Male magnolia warblers go to their breeding grounds about two weeks before the females arrive. After the females come to the breeding grounds, both the males and females cooperate to build the nest for a week. Because of the difficulty of locating their nests among the forest's dense undergrowth, it is hard to know whether the warblers re-use their original nests each breeding season, or whether they abandon them for new ones. The nests are built in their tree of choice – different types of fir trees, such as Abies balsamea (balsam fir) and Picea glauca (spruce fir). The nest is made up of grass, twigs, and horsehair fungus, and they are relatively small, shallow, circular-shaped nests, barely exceeding 10 cm on all sides. The nests are usually found close to the ground, commonly in the lowest three meters of the firs.

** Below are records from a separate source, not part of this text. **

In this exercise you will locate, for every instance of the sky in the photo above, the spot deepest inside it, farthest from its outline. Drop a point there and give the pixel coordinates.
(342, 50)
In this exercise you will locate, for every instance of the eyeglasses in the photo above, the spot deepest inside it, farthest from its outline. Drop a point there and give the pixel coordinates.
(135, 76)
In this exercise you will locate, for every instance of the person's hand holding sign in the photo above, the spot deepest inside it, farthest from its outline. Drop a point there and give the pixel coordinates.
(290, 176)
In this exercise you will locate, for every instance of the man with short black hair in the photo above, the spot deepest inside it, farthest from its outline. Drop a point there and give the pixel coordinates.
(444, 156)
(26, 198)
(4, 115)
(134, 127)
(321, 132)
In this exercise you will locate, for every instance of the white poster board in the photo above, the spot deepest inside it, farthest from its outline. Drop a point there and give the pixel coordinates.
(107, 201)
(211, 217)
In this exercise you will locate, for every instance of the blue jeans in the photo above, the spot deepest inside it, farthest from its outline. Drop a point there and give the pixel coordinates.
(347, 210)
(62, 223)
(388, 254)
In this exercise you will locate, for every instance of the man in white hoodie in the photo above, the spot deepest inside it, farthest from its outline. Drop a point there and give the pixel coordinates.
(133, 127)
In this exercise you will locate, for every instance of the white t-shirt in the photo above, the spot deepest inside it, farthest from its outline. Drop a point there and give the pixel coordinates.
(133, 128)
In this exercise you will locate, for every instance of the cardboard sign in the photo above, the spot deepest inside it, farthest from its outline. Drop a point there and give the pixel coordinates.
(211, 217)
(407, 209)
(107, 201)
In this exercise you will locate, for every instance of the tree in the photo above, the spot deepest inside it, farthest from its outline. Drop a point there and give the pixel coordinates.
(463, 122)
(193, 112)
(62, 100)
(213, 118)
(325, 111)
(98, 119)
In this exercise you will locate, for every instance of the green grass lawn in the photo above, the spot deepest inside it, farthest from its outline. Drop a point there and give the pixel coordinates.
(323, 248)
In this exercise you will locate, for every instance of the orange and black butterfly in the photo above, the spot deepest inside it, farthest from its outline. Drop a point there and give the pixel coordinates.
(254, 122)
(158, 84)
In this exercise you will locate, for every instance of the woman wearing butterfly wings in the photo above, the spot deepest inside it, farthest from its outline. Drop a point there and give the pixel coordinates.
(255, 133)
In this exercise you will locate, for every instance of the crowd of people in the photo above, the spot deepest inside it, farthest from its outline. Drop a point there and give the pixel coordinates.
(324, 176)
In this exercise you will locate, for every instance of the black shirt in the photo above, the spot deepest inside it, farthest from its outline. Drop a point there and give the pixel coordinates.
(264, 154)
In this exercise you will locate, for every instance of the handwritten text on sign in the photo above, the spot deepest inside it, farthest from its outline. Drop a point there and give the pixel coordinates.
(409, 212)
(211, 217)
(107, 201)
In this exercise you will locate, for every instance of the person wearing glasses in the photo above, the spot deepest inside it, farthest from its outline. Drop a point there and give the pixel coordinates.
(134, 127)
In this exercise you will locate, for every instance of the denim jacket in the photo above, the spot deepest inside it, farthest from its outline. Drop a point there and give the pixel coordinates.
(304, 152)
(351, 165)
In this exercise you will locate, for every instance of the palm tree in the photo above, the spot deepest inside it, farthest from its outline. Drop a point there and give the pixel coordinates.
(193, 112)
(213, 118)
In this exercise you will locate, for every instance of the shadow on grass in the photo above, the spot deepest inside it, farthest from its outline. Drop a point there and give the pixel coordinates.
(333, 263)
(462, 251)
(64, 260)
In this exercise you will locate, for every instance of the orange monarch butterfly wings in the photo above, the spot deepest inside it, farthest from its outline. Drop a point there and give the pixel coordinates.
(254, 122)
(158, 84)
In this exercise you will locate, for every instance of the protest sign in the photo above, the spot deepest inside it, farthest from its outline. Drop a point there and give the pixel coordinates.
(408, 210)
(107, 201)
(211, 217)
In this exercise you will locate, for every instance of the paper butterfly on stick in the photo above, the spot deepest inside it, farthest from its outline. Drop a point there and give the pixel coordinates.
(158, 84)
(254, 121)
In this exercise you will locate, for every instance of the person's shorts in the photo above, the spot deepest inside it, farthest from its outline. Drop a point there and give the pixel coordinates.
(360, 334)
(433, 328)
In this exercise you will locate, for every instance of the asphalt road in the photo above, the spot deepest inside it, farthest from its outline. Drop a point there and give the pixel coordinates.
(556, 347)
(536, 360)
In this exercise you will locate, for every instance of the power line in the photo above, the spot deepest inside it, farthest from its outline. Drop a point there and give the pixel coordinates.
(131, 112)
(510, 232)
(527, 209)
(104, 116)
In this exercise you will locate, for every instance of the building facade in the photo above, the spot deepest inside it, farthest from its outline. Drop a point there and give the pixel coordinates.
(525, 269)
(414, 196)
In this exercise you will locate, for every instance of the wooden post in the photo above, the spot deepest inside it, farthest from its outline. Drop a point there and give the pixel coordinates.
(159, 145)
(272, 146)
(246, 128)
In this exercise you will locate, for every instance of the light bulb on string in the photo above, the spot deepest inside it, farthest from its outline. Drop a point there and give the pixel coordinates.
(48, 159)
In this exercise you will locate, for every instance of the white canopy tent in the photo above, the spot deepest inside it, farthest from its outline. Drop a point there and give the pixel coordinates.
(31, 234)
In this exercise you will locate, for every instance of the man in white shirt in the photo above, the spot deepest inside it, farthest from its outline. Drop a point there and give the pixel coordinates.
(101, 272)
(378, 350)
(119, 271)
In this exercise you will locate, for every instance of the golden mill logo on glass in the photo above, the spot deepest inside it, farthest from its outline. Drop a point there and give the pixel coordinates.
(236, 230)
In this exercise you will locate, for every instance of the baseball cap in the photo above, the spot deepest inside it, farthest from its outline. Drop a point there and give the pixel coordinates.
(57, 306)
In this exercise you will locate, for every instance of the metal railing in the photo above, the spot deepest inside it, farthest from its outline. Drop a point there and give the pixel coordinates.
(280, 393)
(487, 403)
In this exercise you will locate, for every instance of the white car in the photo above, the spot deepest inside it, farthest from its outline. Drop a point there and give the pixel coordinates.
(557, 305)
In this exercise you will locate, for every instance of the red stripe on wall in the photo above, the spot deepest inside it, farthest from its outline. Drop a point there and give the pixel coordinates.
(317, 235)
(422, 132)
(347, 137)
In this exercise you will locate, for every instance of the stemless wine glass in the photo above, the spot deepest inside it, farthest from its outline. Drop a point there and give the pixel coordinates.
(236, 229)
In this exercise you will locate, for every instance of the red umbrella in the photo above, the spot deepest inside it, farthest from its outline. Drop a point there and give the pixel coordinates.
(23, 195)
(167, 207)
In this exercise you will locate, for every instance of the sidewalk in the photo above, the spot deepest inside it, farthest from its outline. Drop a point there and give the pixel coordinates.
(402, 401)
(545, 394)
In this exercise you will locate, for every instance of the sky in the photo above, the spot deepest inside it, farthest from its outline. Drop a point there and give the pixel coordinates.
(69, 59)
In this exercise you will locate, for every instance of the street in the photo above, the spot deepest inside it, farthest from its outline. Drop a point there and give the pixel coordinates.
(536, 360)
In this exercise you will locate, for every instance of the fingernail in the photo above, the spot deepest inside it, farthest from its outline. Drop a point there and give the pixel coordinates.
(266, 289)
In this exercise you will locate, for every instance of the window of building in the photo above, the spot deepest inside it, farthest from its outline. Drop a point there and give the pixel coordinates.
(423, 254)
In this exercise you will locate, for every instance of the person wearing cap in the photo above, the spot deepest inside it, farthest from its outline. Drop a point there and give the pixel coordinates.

Female magnolia warblers usually lay three to five eggs during each breeding season. The female will not incubate her eggs until all of them are laid. The female sits on the eggs for about two weeks before the eggs hatch. The female is also the one that warms the newborn chicks by brooding, or sitting, on the nest; she is also the one who feeds the newborn chicks most frequently, though the males also engage in feeding the offspring at times. Because the males are technically as equally responsible for feeding the newborns as the females are, this means that the males are monogamous because they expend a large amount of energy looking for food for their young. In order to keep the nest clean, females eat the fecal sacs of their newborns; as the chicks grow older, both parents simply remove the sacs from the nest. The baby warblers are ready to fly out of the nest by the time they are ten days old.

==Conservation==

The magnolia warbler is assessed on the IUCN Red List as least concern for conservation because it is fairly widespread and common within its habitat and not at risk of extinction. Research has shown that a good percentage of warblers die from flying into television towers in their migratory path. Also, parts of their habitat have been degraded as coniferous forests are cleared which causes the number of warblers living in a habitat to decrease, but they certainly are not greatly affected by the deforestation. While the deforestation does decrease the warbler population in the specific area that it occurs in, the species is not significantly impacted overall due to the general abundance of the species throughout the region.

==In art==

John James Audubon's Black & Yellow Warbler (magnolia warbler), Plate 123 from The Birds of America

John James Audubon illustrated the magnolia warbler in The Birds of America, Second Edition (published, London 1827–38) as Plate 123 under the title, "Black & Yellow Warbler – Sylvia maculosa" where a pair of birds (male and female) are shown searching flowering raspberry for insects. The image was engraved and colored by Robert Havell's London workshops. The original watercolor by Audubon was purchased by The New York Historical.